Dr Beth Chapman
Position
Lecturer - Teacher Education
Program Director Postgraduate Education
Contact details
E: beth.chapman@canberra.edu.au
T: +61 2 62068848
L: Building 6 Room D34
Biography
Beth Chapman is not the type of academic who simply teaches “about” education; she actively re-designs what it means to learn, teach, and lead in a digital age. With a career that bridges university teaching, system partnerships, and cutting-edge research, Beth is recognised for bringing strategic foresight and design thinking into the heart of educational practice.
Her work sits at the intersection of data literacy, generative AI, teacher professional learning, and educational policy.
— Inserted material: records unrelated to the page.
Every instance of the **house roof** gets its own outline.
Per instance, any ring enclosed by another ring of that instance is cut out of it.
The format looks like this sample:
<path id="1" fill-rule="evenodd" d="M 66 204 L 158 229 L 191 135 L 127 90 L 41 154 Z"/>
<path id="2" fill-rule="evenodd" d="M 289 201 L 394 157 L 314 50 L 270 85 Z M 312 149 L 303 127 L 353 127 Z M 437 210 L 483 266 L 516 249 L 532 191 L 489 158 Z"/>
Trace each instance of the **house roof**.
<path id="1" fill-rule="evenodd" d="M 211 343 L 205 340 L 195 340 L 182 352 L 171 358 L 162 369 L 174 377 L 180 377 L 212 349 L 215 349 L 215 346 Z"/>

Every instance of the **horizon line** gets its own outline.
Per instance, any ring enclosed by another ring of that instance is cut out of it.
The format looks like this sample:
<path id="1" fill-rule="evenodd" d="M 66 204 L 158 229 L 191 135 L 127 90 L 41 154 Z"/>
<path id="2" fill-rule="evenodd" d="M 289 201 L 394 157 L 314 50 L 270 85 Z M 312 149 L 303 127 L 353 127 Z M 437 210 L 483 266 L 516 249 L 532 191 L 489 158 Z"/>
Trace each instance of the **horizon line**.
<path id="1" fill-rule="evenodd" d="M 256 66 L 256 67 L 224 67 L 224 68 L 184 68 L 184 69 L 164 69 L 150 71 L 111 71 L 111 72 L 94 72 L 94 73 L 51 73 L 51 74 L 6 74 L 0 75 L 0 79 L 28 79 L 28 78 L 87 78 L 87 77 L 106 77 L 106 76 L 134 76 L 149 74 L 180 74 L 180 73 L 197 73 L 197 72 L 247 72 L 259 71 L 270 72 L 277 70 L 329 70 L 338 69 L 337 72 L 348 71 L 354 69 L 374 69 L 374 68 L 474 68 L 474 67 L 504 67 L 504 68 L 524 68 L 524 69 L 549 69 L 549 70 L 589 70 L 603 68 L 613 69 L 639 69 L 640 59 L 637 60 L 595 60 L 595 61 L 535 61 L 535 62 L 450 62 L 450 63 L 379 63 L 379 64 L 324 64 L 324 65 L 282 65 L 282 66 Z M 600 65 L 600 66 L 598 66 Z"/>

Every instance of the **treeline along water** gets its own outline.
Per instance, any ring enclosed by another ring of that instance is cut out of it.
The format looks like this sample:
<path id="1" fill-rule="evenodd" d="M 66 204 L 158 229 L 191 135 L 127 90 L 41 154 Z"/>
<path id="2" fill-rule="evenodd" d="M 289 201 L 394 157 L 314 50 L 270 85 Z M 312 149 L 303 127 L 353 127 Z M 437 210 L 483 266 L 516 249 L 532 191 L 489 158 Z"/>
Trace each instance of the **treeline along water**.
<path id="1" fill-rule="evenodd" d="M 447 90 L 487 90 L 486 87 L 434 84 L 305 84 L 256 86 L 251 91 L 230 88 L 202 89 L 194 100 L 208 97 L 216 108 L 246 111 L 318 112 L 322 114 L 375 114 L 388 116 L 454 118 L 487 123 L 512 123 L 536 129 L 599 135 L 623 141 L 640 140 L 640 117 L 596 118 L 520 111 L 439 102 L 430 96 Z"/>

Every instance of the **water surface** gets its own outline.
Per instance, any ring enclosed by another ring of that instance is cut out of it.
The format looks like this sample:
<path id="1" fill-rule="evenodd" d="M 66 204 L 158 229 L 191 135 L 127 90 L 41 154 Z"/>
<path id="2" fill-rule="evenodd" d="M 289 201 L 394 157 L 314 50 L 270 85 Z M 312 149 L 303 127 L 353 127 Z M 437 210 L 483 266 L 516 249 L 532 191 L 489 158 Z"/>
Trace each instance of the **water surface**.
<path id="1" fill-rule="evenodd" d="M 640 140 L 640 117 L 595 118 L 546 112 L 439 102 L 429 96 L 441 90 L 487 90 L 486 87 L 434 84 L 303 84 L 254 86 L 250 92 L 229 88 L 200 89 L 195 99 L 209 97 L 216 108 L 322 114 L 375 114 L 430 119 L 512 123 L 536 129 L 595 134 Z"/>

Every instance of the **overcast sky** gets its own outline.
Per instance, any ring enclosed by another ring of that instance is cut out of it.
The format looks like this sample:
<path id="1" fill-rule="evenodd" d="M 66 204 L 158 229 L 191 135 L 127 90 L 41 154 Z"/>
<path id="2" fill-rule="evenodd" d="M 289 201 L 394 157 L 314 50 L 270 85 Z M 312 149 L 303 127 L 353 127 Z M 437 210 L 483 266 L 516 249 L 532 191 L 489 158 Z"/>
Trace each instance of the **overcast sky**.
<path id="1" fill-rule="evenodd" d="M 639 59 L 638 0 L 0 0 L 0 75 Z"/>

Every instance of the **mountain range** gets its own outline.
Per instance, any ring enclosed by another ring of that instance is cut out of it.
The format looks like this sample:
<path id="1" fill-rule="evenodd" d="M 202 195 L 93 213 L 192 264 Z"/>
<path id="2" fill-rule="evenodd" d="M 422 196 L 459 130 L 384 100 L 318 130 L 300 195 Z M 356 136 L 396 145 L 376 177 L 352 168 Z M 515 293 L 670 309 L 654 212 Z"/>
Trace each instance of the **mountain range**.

Rather than treating these as separate silos, Beth designs integrated approaches that help teachers and schools make sense of complex systems. She is particularly interested in how digital tools and AI can be used authentically, ethically, and practically to improve teaching and learning… not as buzzwords, but as real solutions to everyday challenges.
Beth is contributing to the redevelopment of postgraduate education programs at UC, where she focuses on creating stackable, flexible, and future-ready pathways. These include micro-credentials and postgraduate courses that respond directly to the needs of teachers and education systems. Her approach is both pragmatic and innovative: she uses frameworks like design thinking to ensure that programs don’t just look good on paper, but actually work for the people who use them.
Her current projects include:
- Co-designing AI-enabled assessment and feedback systems that protect integrity while opening up new possibilities for learning.
- Leading research into teacher readiness for generative AI, grounded in behavioural frameworks like the Theory of Planned Behaviour.
- Developing authentic data-literacy tasks for preservice teachers that prepare them to use evidence in real schools, not just in assignments.
- Partnering with education systems and industry (including Google) to build professional learning ecosystems that bridge classroom practice and postgraduate study.
Beth’s scholarship is applied, strategic, and future-focused. She doesn’t just ask what education is, she asks what it could be, and then works with teachers, students, and systems to make that vision real.